We're working on it but because we're human we can't go straight for the goalpost, we have to play politics, cheat by modeling the future using what we already have today and lead by example.
Sooner or later computation will have been around for long enough that everything will settle on a common boring architecture (how much steam engine innovation has there been recently?) but until then we'll always be using the systems designed to solve the problems of 10-15 years ago.
To paraphrase Rumsfeld, you don't build on the platform you want, you build on the platform you have.

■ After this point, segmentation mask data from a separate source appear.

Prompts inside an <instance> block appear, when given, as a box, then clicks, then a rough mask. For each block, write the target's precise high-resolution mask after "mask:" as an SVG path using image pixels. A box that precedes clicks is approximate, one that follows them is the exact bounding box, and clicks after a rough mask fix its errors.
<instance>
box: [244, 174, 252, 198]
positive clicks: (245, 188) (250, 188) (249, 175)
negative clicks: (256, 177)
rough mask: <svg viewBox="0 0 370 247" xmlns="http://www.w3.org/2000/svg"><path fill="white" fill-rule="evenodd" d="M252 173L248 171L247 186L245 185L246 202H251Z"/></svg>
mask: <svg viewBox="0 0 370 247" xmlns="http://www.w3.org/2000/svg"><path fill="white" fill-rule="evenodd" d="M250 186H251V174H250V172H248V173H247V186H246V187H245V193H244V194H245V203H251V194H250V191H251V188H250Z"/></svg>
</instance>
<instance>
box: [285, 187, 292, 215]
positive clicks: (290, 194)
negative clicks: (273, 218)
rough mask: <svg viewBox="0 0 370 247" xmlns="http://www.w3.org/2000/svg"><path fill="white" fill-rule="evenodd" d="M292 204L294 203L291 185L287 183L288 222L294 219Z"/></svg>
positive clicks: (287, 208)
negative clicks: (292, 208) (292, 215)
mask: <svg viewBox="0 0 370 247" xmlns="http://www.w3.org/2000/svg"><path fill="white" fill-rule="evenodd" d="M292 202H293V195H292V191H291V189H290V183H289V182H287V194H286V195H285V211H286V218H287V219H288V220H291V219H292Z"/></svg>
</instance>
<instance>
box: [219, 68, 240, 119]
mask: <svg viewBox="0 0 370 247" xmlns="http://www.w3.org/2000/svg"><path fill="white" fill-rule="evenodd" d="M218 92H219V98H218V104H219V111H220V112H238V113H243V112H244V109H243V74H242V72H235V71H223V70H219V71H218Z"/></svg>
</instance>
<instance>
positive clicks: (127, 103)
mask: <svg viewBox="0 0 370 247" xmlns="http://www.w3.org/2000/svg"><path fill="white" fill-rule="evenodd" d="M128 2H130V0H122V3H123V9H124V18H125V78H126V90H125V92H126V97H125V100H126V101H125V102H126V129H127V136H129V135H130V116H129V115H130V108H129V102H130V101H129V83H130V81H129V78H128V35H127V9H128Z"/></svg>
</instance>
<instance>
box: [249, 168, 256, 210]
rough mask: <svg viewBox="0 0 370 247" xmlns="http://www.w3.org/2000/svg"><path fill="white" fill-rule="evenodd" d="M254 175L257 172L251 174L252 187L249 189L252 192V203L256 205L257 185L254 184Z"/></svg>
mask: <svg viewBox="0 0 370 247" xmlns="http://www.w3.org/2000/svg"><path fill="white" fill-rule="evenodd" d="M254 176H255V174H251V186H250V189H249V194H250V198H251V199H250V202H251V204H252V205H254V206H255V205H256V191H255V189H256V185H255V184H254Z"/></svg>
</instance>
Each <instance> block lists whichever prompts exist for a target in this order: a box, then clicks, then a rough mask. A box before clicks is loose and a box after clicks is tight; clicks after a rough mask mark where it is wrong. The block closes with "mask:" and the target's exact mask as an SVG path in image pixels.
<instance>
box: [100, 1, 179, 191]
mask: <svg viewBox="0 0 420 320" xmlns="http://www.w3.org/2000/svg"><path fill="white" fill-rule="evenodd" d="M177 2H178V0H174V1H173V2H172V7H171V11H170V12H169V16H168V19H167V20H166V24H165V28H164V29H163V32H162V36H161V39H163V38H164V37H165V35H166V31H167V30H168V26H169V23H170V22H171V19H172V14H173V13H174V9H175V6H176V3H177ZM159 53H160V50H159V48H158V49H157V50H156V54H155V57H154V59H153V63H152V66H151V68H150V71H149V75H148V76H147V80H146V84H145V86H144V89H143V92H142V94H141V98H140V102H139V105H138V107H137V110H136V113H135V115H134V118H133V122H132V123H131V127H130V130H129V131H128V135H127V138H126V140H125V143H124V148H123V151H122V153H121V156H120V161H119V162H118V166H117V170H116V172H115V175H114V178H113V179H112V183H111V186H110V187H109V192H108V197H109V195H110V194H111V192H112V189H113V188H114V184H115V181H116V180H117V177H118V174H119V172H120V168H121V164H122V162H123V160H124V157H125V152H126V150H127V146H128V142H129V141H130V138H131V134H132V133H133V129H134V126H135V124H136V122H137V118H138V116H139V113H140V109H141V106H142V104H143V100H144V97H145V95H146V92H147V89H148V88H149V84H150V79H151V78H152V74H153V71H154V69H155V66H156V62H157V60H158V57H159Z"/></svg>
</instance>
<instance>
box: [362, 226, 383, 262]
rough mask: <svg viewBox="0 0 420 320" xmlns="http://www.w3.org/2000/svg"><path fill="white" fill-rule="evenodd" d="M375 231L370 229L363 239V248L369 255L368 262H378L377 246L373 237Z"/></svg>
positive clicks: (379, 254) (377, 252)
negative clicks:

Much of the motivation for microkernel research, too, was for applications to be able to control their workloads at a finer granularity while retaining a full OS environment. Scout and SPIN were such examples. Something as simple as making page replacement and eviction a userland server where each library or application can implement its own policy over the RPC interface, can yield great benefits.
It depends what you mean by "death". Chester's First Law applies. Some code, somewhere, is responsible for the services traditionally provided by an OS.
If anything this is not the death of the OS, it is the death of POSIX as an application API.
It sounds like unikernels are still based around hardware virtualization. That seems like a mistake to me. If your image includes the code to switch an x86 processor from real mode into protected mode, you're doing it wrong (IMO).
As least with conventional OS you have a chance to get in and figure out what's going on. With Unikernels it sounds as if you may end up with either a core dump (how?) or a misbehaving service you can't access to diagnose problems.
Of course, having such a small (and legacy-free) OS makes debugging vastly easier in the first place.
The key for industrial use is extremely robust dev and management tools. Unikernels are thought-provoking but on their own do not appear to be anywhere near enough to solve the problem they are taking on.
At the moment language choice is a blocker for me. I don't want to have to learn OCaml to play with unikernels. LING looks interesting since its based on Erlang. If I could develop on Elixir that would make a big difference.